# First one of the year (pic)



## Fallguy (Jan 23, 2004)

Got my first coyote kill of the year on Sunday morning. Papapete and I were out pheasant hunting this weekend and decided to go calling for predators in the mornings rather than hunt geese.

On Saturday morning we were set up on adjacent hillsides near a pasture and some sunflowers. Papapete called, and I saw one coyote near the edge of the flowers, then disappear behind the hill. I was waiting for the shot from Papa, the whole time not knowing that he was watching a total of FIVE coyotes in the flowers. Eventually a coyote comes running between us. I actually heard his footsteps before seeing him run from behind me on my right side. He winded Papapete and I thought it was the one I had already seen and that it was the only one there. Like an idiot I made a running shot. Unknown to me was that Papapete had another coyote in his scope at 50 yards, and was just clicking off his safety when I fired. We left with no fur. I pretty much beat myself up about it in my brain the rest of the day hunting roosters.

The next morning we went back and did the same exact setup at the exact same time, and I couldn't believe it but 4 coyotes came in to the call. I shot this 24.5 pound female pup at about 150 yards. It is the first kill for my new 223 Weatherby Vanguard shooting 50 Grain V Max. A broadside shot created an exit hole the size of my thumbprint. Not bad in my eyes. I skinned her out last night and she has a pretty coat. Time to break out the stretchers!

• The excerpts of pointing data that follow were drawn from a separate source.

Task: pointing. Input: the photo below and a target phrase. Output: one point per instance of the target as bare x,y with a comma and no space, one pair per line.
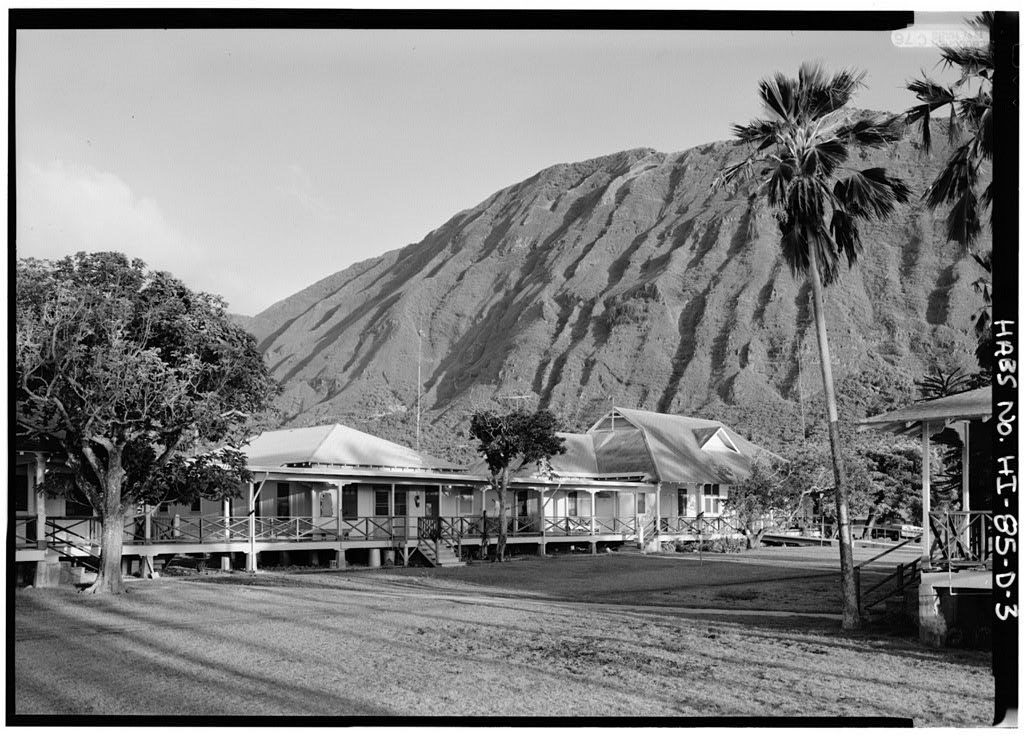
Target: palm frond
846,234
963,222
986,197
821,94
778,179
973,110
957,176
762,132
971,59
779,95
870,193
939,383
823,158
872,131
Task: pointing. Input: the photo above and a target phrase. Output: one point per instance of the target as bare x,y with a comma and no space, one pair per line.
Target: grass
613,635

*Edit: I added the picture a second time. There was a user that PM'd me about not being able to view the picture. The top picture is imported off of another picture hosting website (Village Photos). The bottom is using Nodak Outdoors "upload picture" feature. If you cannot see one or the other, let me know so I know what to use for future use!*


----------



## verg (Aug 21, 2006)

good story and pic!

What call had the success for this time of year? I have two buddies here that have already had success too. One has done well with a howler and the other with rabbit. I've tried both but nothing yet.


----------



## Fallguy (Jan 23, 2004)

I have to give credit for the picture to Papapete. He has a good eye for pictures. It must be his art degree coming out in him. 

Just basic distress sounds preceded by a few howls. Nothing special.


----------



## SDHandgunner (Jun 22, 2004)

WTG Fallguy, congrats on getting the year off to a good start.

Unfortunately I haven't had the time to get out yet. Been working, trying to hunt Pheasants and running back and forth to Fargo (my youngest daughter is in the hospital up there).

Hopefully soon I can make some time to get out calling.

Larry


----------



## Savage Rookie (Oct 10, 2006)

fall guy-

glad to see you finally got your new .223 dirty, I know you've been looking forward to it.

We got our first scrap-able windshields today, so looks like i need to get out there.

happy hunting

savage rookie


----------



## CoyoteBlitz (Apr 11, 2007)

Hey SD sorry to hear bout your daughter. I think you are the one Fallguy said was pretty knowledgeable bout rifle twists rates, and I have a ?. I am wanting to get a Weatherby Vanguard in 22-250 and the twist rate is 1-14. I will probably shoot 45-55 grain bullets, is this rate too slow?
:sniper:


----------



## Plainsman (Jul 30, 2003)

Fallguy, I shot my first last week, but the whole week was a bundle of mistakes. You would think I had never done this before. I called one into eyeball to eyeball, and with the new AR15 I had forgot to chamber a round. With a fully loaded 30 round clip it's hard to chamber a round without a lot of noise. Then I had one broadside at less than a hundred yards and I couldn't see through the scope. I hadn't extended the stock, and my eye was to close. After bolt actions for years this may take some getting used to.
While waiting for deer with my bow I seen a coyote and called it in. Clean miss. It came back smelled my arrow and sat down. Missed again. This time when I took my bow out of the case I had not extended the site. That put me two feet left, but in the last hour of the day looking west into the sun I couldn't tell where my first or second arrow went. I needed to save a couple for deer so I chased him off. 
At last I pounded one with the AR and a 50 gr V-Max. He turned and bit at his side, took two or three end over end tumbles all the while headed down hill and yipping. I casually walked over to pick him up and after an hour of searching gave up. I think I will just beat my head against the wall for a couple weeks before I try again. It was to much of a comedy to suffer an encore just yet. 
Old age bad memory took it's toll last week. Somewhere in the badlands are the keys for my 4X4 and my toolbox. I think I am in the right house now.


----------



## Jaybic (Sep 8, 2005)

Hey Fallguy,

Great job starting off this years coyote hunting. I was hoping to hear good things for your and your 50 grain bullet choice and it sounds like its working ok for ya.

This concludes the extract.